Long-term growth rate

  • Cybersecurity is a going to continue to outpace other sector growth meaningfully, so steady state here is likely pretty high.

Cash flow margin

  • Near-term, they are likely going to burn quite a bit as they try to get things going.
  • Long-term looks quite good with examples like Checkpoint: 49%, Crowdstrike: 31%, Palo Alto Networks: 34%, Fortinet: 33%.

Conclusion: Valuation here even from an early stage is likely going to be quite high as a number of factors are meaningfully in their favor and de-risked. In addition, even if it doesn’t become a massive platform, the likelihood of losing money is low due to the multiple exit options along the way and the clear value they offer their customers at any scale.

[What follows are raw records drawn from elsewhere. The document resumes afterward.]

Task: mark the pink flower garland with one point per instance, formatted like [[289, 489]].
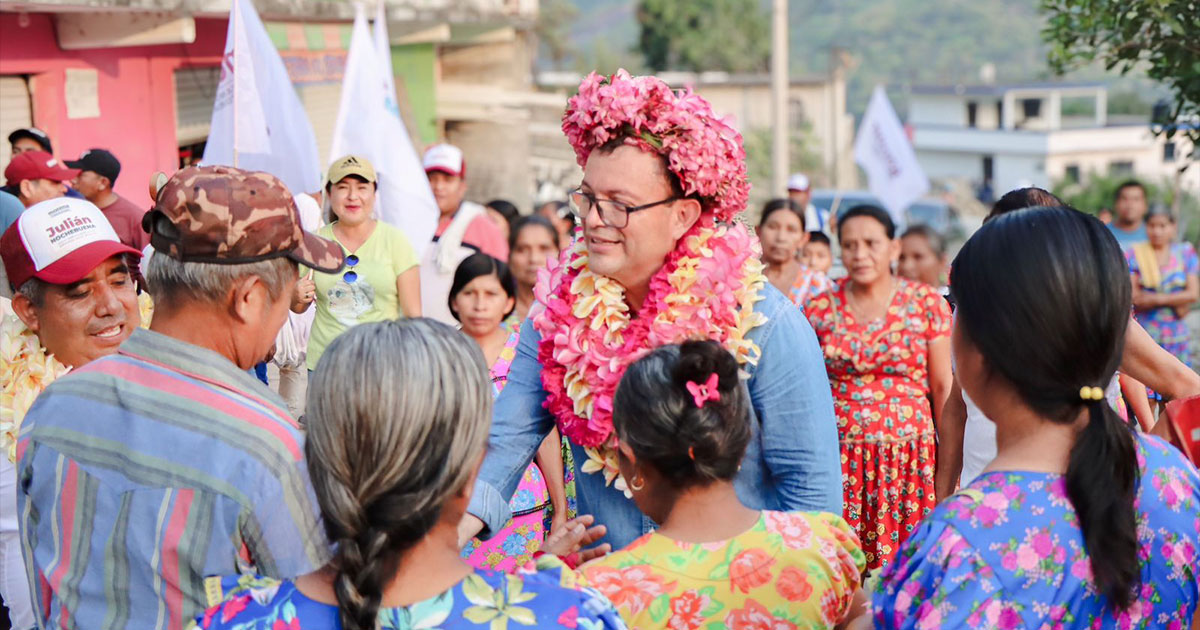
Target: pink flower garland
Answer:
[[706, 289]]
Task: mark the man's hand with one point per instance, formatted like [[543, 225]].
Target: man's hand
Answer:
[[304, 294], [468, 528], [573, 537]]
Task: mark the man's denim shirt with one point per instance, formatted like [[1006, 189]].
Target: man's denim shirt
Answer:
[[792, 461]]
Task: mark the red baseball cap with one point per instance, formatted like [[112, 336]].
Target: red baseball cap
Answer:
[[37, 165], [59, 241]]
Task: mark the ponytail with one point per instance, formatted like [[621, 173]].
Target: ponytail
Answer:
[[361, 571], [1102, 481]]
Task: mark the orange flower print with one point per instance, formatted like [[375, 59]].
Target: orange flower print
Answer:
[[756, 617], [792, 528], [793, 585], [750, 569], [687, 611], [633, 587]]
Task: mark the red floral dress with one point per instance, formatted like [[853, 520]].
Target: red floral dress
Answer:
[[880, 376]]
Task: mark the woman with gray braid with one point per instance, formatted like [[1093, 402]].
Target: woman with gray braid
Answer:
[[397, 423]]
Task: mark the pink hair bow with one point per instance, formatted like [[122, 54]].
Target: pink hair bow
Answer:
[[708, 391]]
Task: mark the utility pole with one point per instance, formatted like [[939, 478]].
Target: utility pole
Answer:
[[779, 83]]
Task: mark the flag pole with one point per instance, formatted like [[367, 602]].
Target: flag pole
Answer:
[[233, 16]]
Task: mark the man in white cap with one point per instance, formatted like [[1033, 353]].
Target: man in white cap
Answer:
[[462, 231], [801, 191], [75, 301]]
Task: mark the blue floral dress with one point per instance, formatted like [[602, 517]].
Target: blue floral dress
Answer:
[[1007, 553], [549, 598]]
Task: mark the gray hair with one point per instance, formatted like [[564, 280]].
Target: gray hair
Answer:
[[397, 414], [168, 277]]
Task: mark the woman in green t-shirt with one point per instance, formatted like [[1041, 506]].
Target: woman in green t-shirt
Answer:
[[381, 280]]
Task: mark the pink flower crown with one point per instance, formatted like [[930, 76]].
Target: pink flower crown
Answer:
[[701, 148]]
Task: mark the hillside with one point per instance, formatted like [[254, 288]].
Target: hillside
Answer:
[[895, 42]]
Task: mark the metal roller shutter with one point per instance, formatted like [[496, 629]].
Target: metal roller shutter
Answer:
[[16, 112], [195, 91], [321, 102]]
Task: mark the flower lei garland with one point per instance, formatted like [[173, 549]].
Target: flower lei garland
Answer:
[[27, 371], [706, 289]]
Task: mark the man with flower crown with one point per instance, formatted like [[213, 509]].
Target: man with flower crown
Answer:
[[660, 259], [73, 301]]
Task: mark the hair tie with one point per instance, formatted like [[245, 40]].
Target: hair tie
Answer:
[[708, 391]]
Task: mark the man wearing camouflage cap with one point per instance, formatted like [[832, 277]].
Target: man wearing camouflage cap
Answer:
[[145, 472]]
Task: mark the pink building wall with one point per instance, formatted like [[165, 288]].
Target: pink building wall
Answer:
[[137, 94]]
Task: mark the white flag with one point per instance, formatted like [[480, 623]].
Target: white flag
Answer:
[[885, 153], [253, 83], [369, 124]]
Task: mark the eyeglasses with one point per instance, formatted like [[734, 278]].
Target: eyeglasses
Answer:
[[612, 214], [349, 276]]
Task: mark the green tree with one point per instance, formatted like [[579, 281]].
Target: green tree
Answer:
[[1161, 37], [705, 35]]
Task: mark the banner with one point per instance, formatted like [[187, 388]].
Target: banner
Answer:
[[885, 153], [253, 82], [369, 124]]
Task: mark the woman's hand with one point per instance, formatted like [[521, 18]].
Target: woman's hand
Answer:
[[304, 294], [573, 537]]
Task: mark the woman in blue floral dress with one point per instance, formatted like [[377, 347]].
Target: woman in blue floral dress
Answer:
[[1165, 283], [397, 423], [1078, 522]]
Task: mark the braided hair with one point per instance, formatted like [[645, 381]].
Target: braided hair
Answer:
[[397, 413]]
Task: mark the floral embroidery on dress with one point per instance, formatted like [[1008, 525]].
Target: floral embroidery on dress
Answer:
[[1007, 553], [793, 570]]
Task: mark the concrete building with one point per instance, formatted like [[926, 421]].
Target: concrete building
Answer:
[[816, 105], [129, 76], [1023, 135]]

Social media video sharing startup with 22 year-old recent grad founders.

Discount Rate

  • Operating risk: quite high — this is their first time working professionally, let alone running a company.
  • Team risk: also quite here — even the best of friends can have issues once they become business partners. This is very hard to judge at this stage in young careers.
  • Market risk: it abounds — not only are consumers fickle, they also risk competition and copy-cat dynamics from bigger players, even if it works.
  • Technology risk: building the product itself is likely not so hard and the challenges will only come with success when supporting something at massive scale becomes a challenge.
  • Financing risk: for all the these reasons, the company’s ability to continue to get financed and support itself is limited. If it takes off, it will work, but any stagnation in adoption will make supporting a free product with equity financing difficult, increasing the cost of capital.

Near-term growth rate

  • Potentially explosive, although revenues may not come until much later.

Long-term growth rate

  • Given that the market here could be the entire internet-connected world, g could be fairly high. That being said, maintaining pricing power to drive scaled revenue growth could be a challenge.

Cash flow margin

  • Near-term the company is going to consume cash to build an engaged user base before any monetization.
  • Long-term we can look at names like Google: 24%, Facebook: 11%, Snap: 0%, Twitter: 3%, Pinterest: 10%, to get an idea of what kind of margins a business like this can achieve at scale.

Conclusion: An investment may make sense here at a low valuation unless there is a particularly strong angle on market and execution that can de-risk the founders and their strategy. If it works it can be huge, but the likelihood of success is low and the capital needs are large.